The provision of dry, clean, ventilated, waterproof, warm, weatherproof and secure site storage area is recommended. On multi-storey work, storage facilities should be available on each floor as the work proceeds, including special storage to be available for flammable adhesives and any other substances as may be required.
Note: Adequate provision for safe hoisting facilities and access to appropriate floor levels should be in place.
Importantly, a good standard of electric lighting for work areas, when required, should be readily available. Also, adequate and appropriate electric power sources to be in place for using power tools.
And last, but not least, it should be remembered that floor screeds are not wearing surfaces and as soon as possible after laying, should be protected against damage to the surface and contamination by other trades. Even foot traffic from other trades can cause considerable surface abrasion and contamination.
The consequent effects on the flooring application are numerous:
• Poor adhesion of the flooring over weak patches caused by wear of the screed surface.
• Weakly adhered aggregate can be pulled out when spreading the flooring adhesive resulting in small bumps appearing in the flooring after it has bedded down.
• Concrete and brickwork contractors working on the screed surface and failing adequately to clean off concrete and mortar residues, resulting in surface irregularity.
• Plaster and paint being dropped onto the screed contaminating the surface causing loss of adhesion and lifting of the flooring.
Note: Careful consideration must be given when using solvent-based products for removing paint, oil or other contaminants as residues can sit within the screed structure and affect the flooring installation.
Any areas of the screed surface damaged due to lack of protection or any other reason must be repaired before the flooring contractor commences work, although this cannot be accepted as an equal alternative to screed protection.
Over and above these, there are some practical things that a floor layer can do to avoid problems such as extremes of temperature affecting both floor and room. Extremes of temperature should be protected against, especially day and night temperatures.
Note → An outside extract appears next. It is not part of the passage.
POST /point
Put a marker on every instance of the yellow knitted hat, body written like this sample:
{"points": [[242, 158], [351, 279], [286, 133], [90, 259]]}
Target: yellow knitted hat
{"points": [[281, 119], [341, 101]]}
Where the ambient room temperature exceeds 27 °C and the high temperatures are caused by sunlight, particularly direct localised shafts of sunlight hitting the floor, shading should be used to limit the temperature increase. The floor covering and adhesive manufacturer(s) should be contacted for guidance on any specific instances of uncertainty.
In summary, the fact is that other trades are likely to have a limited appreciation of what is required for floor covering installation and probably work in their own little “bubble” preoccupied with their part in the building’s construction only and then pack up and leave. The residual detritus left from these trades can be ‘missed’ in the large scheme of things when working on busy multi-trade sites.
It is important therefore that clear contractual arrangements at the beginning of work commencing and effective communications between all parties before and during installation will minimise contention, optimise installation quality and maximise customer satisfaction. Whilst the need to provide the right conditions through specification is obviously of first importance, only by careful consideration being given to on-site quality control of these and other works, will the expected advantages be realised.